Richard Reid

Personal information
- Full name: Richard Bruce Reid
- Born: 3 December 1958 (age 67) Lower Hutt, Wellington
- Batting: Right-handed
- Bowling: Right-arm medium
- Relations: John Reid (father)

International information
- National side: New Zealand (1988–1991);
- ODI debut (cap 62): 9 March 1988 v England
- Last ODI: 16 February 1991 v England

Domestic team information
- 1979/80–1984/85: Wellington
- 1981/82: Transvaal B
- 1985/86–1989/90: Auckland
- 1990/91–1991/92: Wellington

Career statistics
| Competition | ODI | FC | LA |
| Matches | 9 | 43 | 47 |
| Runs scored | 248 | 1,789 | 1,376 |
| Batting average | 27.55 | 24.84 | 30.57 |
| 100s/50s | 0/2 | 1/11 | 0/12 |
| Top score | 64 | 107 | 97 |
| Balls bowled | 7 | 24 | 7 |
| Wickets | 1 | 2 | 1 |
| Bowling average | 13.00 | 7.00 | 13.00 |
| 5 wickets in innings | 0 | 0 | 0 |
| 10 wickets in match | 0 | 0 | 0 |
| Best bowling | 1/13 | 2/5 | 1/13 |
| Catches/stumpings | 3/– | 27/– | 12/– |
- Source: Cricinfo, 13 May 2017

= Richard Reid (cricketer) =

New Zealand cricketer

Richard Bruce Reid (born 3 December 1958) is a former New Zealand international cricketer, who played nine One Day Internationals between 1988 and 1991. His father, John Reid, played Test cricket for New Zealand from 1949 to 1965.

==Life and career==
Reid was born in Lower Hutt, Wellington. He attended Scots College, Wellington, where he captained the first XI. He had two moderately successful seasons with the Wellington cricket team before going to Johannesburg, where his parents were living.

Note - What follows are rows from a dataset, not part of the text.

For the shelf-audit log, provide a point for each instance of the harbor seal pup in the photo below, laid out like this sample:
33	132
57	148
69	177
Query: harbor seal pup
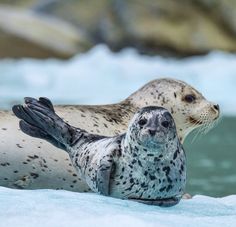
28	163
146	164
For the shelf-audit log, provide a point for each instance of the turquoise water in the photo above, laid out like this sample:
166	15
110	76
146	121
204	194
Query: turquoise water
101	76
212	160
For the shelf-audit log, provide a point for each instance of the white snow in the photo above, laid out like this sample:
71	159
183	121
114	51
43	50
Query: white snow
101	76
50	208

Reid taught physical education and mathematics at St John's College in Johannesburg and played one first-class cricket match for Transvaal B. Later he worked for Nike in South Africa. In the mid-1980s, after visiting the New Zealand cricketers who were touring Zimbabwe in October 1984, he decided to return to New Zealand and resume his cricket career.

Reid settled in Auckland in 1985 and played with some success for the Auckland cricket team. He acted as liaison officer with the touring Australian team in 1986. He married Debbie Kittow in April 1989.

In 1990 Reid returned to Wellington to work as a sales representative for Nike New Zealand. Opening the batting in one-day matches for Wellington, he was the highest scorer in the 1990–91 Shell Cup competition, with 348 runs at an average of 69.60 and a scoring rate of 109.77 runs per 100 balls faced. He was included in the New Zealand team for the World Series in Australia that season, and was New Zealand's top-scorer in the second final with 64. A few days later he was the top-scorer on either side with 47 from 44 balls when Wellington won the final of the Shell Cup.

Reid's form fell away after that season and he played no more international cricket. His last season of domestic cricket was 1991–92.

Reid worked as chief executive officer of Nike New Zealand until 2001, when he began a career in cricket and rugby administration.